Studies on the Isolation and Molecular Properties of Homogeneous Globular Actin: EVIDENCE FOR A SINGLE POLYPEPTIDE CHAIN STRUCTURE

Abstract

Solutions of globular actin have been isolated from rabbit skeletal muscle and purified by repetitive cycles of the reversible globular ⇄ fibrous transformation. Electrophoretic, ultracentrifugal, and gel filtration studies of these preparations revealed the presence of multiple macromolecular components. On the other hand, solutions of G-actin isolated by molecular exclusion chromatography exhibited a high degree of particle homogeneity. An appreciable, yet variable, fraction (15 to 75%) of the total protein isolated from acetone powders by reversible polymerization procedures is not globular actin. The predominant impurity is devoid of both ADP and ATP, and it is not transformed to fibrous actin in the presence of dilute aqueous KCl. Gel filtration chromatography (Sephadex G-200) eliminates this material.

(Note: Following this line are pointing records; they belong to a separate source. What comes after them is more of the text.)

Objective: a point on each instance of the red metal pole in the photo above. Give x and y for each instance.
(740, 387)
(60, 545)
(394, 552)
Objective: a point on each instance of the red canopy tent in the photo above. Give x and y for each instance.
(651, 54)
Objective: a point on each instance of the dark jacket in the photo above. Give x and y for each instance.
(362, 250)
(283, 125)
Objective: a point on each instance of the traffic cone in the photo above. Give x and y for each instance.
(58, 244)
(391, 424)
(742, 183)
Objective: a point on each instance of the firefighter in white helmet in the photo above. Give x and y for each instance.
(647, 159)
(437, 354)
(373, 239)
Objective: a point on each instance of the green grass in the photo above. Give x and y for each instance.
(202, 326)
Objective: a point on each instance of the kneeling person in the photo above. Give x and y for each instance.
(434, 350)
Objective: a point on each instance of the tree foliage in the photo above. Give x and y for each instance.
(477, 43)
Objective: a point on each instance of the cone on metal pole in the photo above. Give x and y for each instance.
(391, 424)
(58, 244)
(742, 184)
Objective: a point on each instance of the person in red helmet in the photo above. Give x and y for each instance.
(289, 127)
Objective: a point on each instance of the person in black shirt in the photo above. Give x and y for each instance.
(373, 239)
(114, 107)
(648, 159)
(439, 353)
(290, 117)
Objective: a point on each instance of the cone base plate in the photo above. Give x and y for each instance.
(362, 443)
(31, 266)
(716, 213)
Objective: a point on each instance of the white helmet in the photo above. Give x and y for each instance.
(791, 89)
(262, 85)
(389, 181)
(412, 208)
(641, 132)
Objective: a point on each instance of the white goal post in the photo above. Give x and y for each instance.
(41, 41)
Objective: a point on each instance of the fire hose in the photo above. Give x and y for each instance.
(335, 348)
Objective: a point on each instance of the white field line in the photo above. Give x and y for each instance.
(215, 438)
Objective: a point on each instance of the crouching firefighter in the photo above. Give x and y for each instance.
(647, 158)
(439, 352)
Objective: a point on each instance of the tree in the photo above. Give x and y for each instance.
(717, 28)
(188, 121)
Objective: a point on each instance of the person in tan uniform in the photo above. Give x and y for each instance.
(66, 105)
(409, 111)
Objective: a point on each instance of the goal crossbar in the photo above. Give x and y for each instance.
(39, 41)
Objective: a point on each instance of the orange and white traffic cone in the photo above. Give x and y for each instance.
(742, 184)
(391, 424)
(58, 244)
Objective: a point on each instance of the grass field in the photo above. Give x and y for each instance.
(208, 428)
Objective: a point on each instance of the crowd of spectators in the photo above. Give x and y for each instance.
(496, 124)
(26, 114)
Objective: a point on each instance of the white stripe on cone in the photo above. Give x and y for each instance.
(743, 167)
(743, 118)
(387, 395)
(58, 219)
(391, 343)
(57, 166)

In agreement with earlier studies of Adelstein, Godfrey, and Kielley (4), this procedure represents a valuable preparative feature in the isolation of chemically homogeneous, monomeric actin. In the presence of dilute aqueous solutions of KCl, the chromatographically isolated protein is quantitatively transformed to F-actin. Molecular weight studies indicate that the mass of electrophoretically homogeneous G-actin is close to 46,000 g per mole (Mn0 = 46,500 and Mw0 = 45,800). When the reduced S-carboxymethylated protein is transferred to concentrated solutions of guanidine-HCl, the particle weight remains essentially unchanged (Mn0 = 47,600 and Mw0 = 47,800). This information implies that globular actin is constructed from a single, covalently linked poly-peptide chain.